I love writing. It's fun and exciting and mentally challenging. It pulls things out of me I had no idea were there. I get to paint pictures with words. I encounter problems and get to solve them. I get to lose myself in a story even more than when I read. It's amazing and it feels decadent to spend my time that way. I love writing so much that my career has entailed writing news and information for TV, radio, newspaper, magazine, and the Internet. And when I'm not writing for work, I'm writing fiction and screenplays.
That's not to say it's easy. Writing is hard work. We spend months or years writing and revising and crafting something we love, only to face rejection from agents and publishers and criticism from readers. Few authors make enough money from their books to quit their days jobs. And yet, we keep writing.
Why? Because we're tortured by characters wanting out of our minds? Because we're masochists or crazy people? No. Well, maybe we're a little crazy. But we write because we love writing. Because we love the written word. Because when you get a story in your head you want to write it and see how it comes out, and then see if it moves other people the way it moved you.
I have a lot of friends who are writers, and all of them write because they enjoy it. Most of them have day jobs and families and responsibilities and struggle to make time to write. We all face frustrations and self-doubt and rejection and some days we want to give up -- but then the lure of the story pulls us back in and we love it all over again.

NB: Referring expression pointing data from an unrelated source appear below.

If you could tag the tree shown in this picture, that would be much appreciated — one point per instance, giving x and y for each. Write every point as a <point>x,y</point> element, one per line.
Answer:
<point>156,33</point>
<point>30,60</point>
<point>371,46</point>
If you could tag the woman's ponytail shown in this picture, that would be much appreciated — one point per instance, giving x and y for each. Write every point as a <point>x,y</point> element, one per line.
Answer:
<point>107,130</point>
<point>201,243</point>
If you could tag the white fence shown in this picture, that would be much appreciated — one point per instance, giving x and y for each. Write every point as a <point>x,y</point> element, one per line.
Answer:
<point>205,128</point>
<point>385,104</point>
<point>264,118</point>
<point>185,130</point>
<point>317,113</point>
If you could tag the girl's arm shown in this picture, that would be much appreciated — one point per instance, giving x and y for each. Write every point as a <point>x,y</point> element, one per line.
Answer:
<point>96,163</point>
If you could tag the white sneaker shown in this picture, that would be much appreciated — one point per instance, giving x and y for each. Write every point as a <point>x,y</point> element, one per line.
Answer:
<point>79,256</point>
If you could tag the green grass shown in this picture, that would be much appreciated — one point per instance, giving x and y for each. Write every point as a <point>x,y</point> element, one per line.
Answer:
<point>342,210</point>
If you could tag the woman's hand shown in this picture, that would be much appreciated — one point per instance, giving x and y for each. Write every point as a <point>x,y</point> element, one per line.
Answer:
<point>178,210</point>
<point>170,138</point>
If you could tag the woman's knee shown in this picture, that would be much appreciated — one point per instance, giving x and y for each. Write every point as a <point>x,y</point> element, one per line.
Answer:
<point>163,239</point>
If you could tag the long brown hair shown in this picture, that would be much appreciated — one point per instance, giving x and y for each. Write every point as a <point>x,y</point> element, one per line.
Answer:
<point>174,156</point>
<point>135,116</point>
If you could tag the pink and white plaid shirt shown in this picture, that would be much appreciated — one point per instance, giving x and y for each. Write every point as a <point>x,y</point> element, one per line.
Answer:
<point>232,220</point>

So no, writing isn't like riding a burning bike through hell. It's living in your imagination and making impossible things come to life. It's allowing your mind to plot a new course and then showing other people the way. To borrow a line from Willy Wonka, "We are the music makers, and we are the dreamers of dreams."
If you're doing something that IS like riding a burning bike through Hell, by all means STOP IT! That's what I'd do. And then I'd write about it.